ST. JOHN'S — A retired sergeant with the Royal Newfoundland Constabulary says she no longer stands by her decision not to charge a man now on trial for more than 70 crimes related to sexual violence against youth.

Sgt. Corinne James told a provincial courtroom in St. John's Thursday that she was working with the force's child abuse and sexual assault unit in 2007 when she was asked to follow up on a complaint about Anthony Humby assaulting a youth.

Since then, the police force has changed the way it investigates sexual assault cases, she testified.

“The information, the education, resources, that’s all different today,” she said. “When I review my file now, I have a difference of opinion now than I would have back then.”

Humby was arrested in 2023 when he was 62. He is on trial for charges involving 12 alleged victims.

The alleged victim who complained to police about Humby in 2007 also took the stand on Thursday. Now an adult, the man said he was 15 or 16 at the time he was abused by the accused. His name is protected under a publication ban.

The man said he had hung out with Humby about 10 times before the alleged assault — Humby had been teaching him how to drive. He said he did not live with his parents at the time and was receiving services for troubled youth.

He said he was chatting with Humby online one day and the accused invited him to his home in a trailer in the north end of St. John's. He sat with Humby on the couch and they watched a movie, had a few drinks and smoked cannabis. Humby began touching himself and the two had oral sex, the man said.

"I'm pretty sure it was consensual," the man testified.

He alleges Humby then followed him to the kitchen and raped him.

Crown prosecutor Deidre Badcock asked the man if Humby was aware he was a teenager. The man said yes.

He said he called the police that night. "I felt like I wasn't listened to or heard by the police. Or believed that something has happened," he said.

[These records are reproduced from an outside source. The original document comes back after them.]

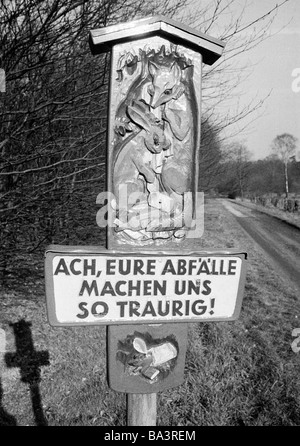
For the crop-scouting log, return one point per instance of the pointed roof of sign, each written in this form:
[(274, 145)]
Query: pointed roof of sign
[(102, 39)]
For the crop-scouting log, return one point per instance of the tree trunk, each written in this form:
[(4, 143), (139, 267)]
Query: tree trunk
[(286, 181)]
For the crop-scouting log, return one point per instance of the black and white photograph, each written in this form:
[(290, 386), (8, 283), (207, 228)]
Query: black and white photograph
[(149, 216)]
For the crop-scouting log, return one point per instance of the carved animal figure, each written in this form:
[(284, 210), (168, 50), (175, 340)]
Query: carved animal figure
[(133, 166), (172, 89)]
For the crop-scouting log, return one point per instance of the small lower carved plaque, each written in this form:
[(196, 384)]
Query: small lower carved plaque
[(146, 358)]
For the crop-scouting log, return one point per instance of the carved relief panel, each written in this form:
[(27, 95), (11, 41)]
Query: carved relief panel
[(154, 134)]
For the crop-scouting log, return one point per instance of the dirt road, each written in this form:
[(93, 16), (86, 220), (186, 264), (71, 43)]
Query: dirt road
[(279, 240)]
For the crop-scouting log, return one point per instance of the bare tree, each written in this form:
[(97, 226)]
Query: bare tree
[(284, 146)]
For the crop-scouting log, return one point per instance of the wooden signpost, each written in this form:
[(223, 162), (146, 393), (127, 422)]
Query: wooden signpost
[(150, 280)]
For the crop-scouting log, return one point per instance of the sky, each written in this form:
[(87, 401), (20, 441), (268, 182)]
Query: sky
[(275, 72)]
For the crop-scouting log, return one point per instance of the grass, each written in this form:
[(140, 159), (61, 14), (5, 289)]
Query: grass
[(237, 373)]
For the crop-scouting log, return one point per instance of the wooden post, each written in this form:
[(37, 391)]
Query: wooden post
[(141, 409)]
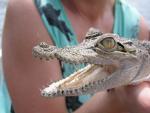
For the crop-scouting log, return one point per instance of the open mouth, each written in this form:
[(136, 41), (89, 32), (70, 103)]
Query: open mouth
[(99, 52), (84, 81)]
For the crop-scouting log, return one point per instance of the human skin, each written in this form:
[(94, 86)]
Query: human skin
[(25, 75)]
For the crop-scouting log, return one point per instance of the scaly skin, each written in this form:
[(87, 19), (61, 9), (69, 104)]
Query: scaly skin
[(130, 60)]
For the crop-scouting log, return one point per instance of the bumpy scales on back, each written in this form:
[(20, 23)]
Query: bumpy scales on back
[(112, 62)]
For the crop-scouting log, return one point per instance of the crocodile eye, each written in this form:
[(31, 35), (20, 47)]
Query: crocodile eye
[(108, 43)]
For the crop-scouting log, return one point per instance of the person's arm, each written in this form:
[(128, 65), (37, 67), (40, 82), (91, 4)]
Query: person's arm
[(24, 74)]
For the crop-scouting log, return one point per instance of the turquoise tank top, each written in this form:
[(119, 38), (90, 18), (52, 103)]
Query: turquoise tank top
[(126, 24), (53, 15)]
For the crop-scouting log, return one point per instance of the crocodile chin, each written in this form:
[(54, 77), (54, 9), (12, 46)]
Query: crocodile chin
[(84, 81)]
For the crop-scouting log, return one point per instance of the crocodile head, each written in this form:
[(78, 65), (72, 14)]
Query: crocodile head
[(100, 51)]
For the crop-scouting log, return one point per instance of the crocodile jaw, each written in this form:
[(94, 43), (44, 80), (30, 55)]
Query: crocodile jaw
[(84, 81)]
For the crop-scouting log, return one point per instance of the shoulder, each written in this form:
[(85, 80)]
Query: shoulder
[(144, 30)]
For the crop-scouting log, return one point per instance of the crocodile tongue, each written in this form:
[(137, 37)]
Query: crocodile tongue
[(84, 81)]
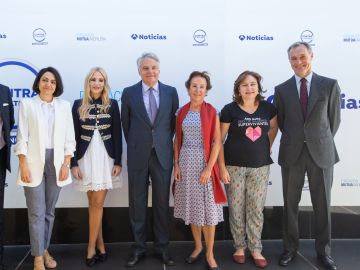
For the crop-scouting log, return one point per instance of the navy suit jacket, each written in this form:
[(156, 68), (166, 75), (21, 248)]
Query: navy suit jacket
[(7, 116), (141, 136), (317, 130)]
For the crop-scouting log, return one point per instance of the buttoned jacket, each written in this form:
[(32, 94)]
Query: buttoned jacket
[(107, 123)]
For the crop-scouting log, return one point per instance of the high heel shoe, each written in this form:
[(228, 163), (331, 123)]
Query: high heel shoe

James said she brought Humby in for questioning in 2007 after the man contacted police. She said Humby told her he had engaged in mutual masturbation with a male who produced identification showing he was 20 years old.

She said she did not find grounds to charge Humby and she told him to be more familiar with the people he is sexual with.

A few weeks later, an officer found Humby driving on a remote road around 3 a.m. with three teenage boys as passengers, one of whom was 13. No charges were laid.

In provincial court Thursday, the man said he began using drugs, dropped out of high school and then moved away from Newfoundland in an effort to escape the pain of the alleged assault. His drug use only worsened, and he overdosed several times, he said.

Badcock asked him to point to the person he called Tony Humby. The man jerked his heard toward Humby but kept his eyes on the prosecutor. "I can't look at him," he said.

The man has since moved back to Newfoundland and recovered from his drug use. "I have good supports around me. My parents are back in my life. I have a partner," he said.

When police arrived at his house in 2023 asking him if he would make another statement about Humby to help with their investigation — triggered by a complaint involving another alleged victim — the man said he agreed, thinking, "I'll give it another go, I guess."

Mark Gruchy, Humby's defence lawyer, said the man's account in court did not line up with the first statement he gave to police in 2023. Gruchy said the man told police he hadn't had contact with Humby before the alleged assault, and didn't recall where they first met. But in court, Gruchy said, the witness testified that he and Humby had hung out about 10 times, and that the accused had given him driving lessons.

In response, the man said he didn't remember everything when police first knocked on his door. When he gave his initial statement, he said, officers told him to come back if he remembered anything else. He said he did remember things after the first statement, and then gave more information to police.